O acesso ao Largo da Independência, no centro de Luanda, foi este sábado bloqueado por algumas dezenas de agentes da Polícia Nacional, travando desta forma uma manifestação de jovens angolanos que pretendiam contestar as anunciadas alterações à Lei da Nacionalidade.

A manifestação, convocada pelo Movimento Revolucionário, estava agendada para as 13:00 (mesma hora em Lisboa) deste sábado, mas desde a manhã que se começou a concentrar, no local do protesto, um forte dispositivo policial, constatou a Lusa.

Como acontece habitualmente nestas manifestações, foram feitas algumas detenções na envolvente do Largo da Independência, cerca de trinta minutos depois da hora prevista para o protesto, quando estes manifestantes se aproximavam do local.

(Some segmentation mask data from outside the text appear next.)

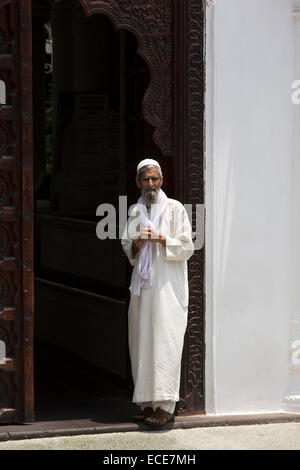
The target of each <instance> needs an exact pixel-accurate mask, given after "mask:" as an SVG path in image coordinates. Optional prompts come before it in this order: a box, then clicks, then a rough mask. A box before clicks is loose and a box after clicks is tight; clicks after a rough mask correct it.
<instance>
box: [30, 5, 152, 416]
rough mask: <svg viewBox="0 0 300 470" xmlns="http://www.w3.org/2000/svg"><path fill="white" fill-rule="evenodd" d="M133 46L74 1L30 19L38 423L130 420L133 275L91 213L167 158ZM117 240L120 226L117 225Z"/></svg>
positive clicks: (139, 65) (113, 28)
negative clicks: (151, 123) (34, 204)
mask: <svg viewBox="0 0 300 470" xmlns="http://www.w3.org/2000/svg"><path fill="white" fill-rule="evenodd" d="M137 48H138V44H137V40H136V38H135V37H134V35H133V34H132V33H130V32H128V31H125V30H121V31H115V29H114V27H113V25H112V23H111V21H110V20H109V18H107V17H105V16H103V15H94V16H92V17H90V18H86V17H85V15H84V12H83V10H82V8H81V6H80V5H79V4H78V3H77V2H74V1H72V2H70V1H65V2H63V3H62V4H54V3H53V2H52V6H51V7H49V3H48V2H45V10H43V11H41V9H39V10H34V9H33V91H34V97H33V100H34V101H33V106H34V162H35V175H34V178H35V343H34V350H35V414H36V420H47V419H48V420H51V419H56V420H59V419H75V418H85V417H89V418H90V417H94V418H95V419H97V418H101V419H102V420H103V419H104V420H107V421H114V420H121V421H122V419H126V417H127V416H128V415H129V414H131V412H132V409H133V405H132V403H131V394H132V379H131V373H130V360H129V353H128V343H127V308H128V300H129V290H128V284H129V277H130V272H131V271H130V267H129V264H128V263H127V260H126V259H125V255H124V254H123V252H122V249H121V246H120V240H119V239H118V238H117V239H115V240H109V239H107V240H99V239H98V238H97V236H96V226H97V223H98V222H99V220H100V219H99V217H97V216H96V209H97V207H98V206H99V205H100V204H102V203H110V204H113V205H114V207H116V209H117V216H118V196H119V195H127V196H128V207H129V206H130V205H131V204H132V203H134V202H135V201H136V199H137V197H138V193H137V189H136V187H135V182H134V179H135V168H136V164H137V162H139V161H140V160H141V159H142V158H147V157H149V156H153V155H154V156H155V157H156V158H158V159H159V158H161V155H160V152H159V150H158V149H157V148H156V147H155V145H154V144H153V141H152V134H153V129H152V128H151V127H150V126H149V125H148V124H147V123H146V122H145V120H144V118H143V115H142V99H143V96H144V94H145V91H146V89H147V86H148V83H149V79H150V74H149V70H148V68H147V65H146V64H145V62H144V61H143V60H142V58H141V57H140V56H139V55H138V54H137ZM116 224H117V226H116V228H117V233H118V227H119V226H118V217H117V219H116Z"/></svg>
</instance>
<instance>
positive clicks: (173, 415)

Depois destas detenções, a Lusa tentou contactar o porta-voz do Movimento Revolucionário, Adolfo Campos, e outros elementos da organização do protesto, mas sem sucesso.

Em causa está uma proposta de alteração à Lei da Nacionalidade, contendo 26 modificações, enviada em julho à Assembleia Nacional pelo Presidente angolano, José Eduardo dos Santos.

Em declarações anteriores à Lusa, Adolfo Campos tinha explicado que este «protesto pacífico» pretendia pedir a «revogação» da proposta, alegando que a nacionalidade «não se dá a ninguém de forma fácil».

Para o local da manifestação de hoje foram mobilizados elementos da Polícia Nacional de Angola, que impediam o acesso ao interior do mesmo largo, onde sobressai um monumento de vários metros de altura em memória do primeiro Presidente angolano, Agostinho Neto.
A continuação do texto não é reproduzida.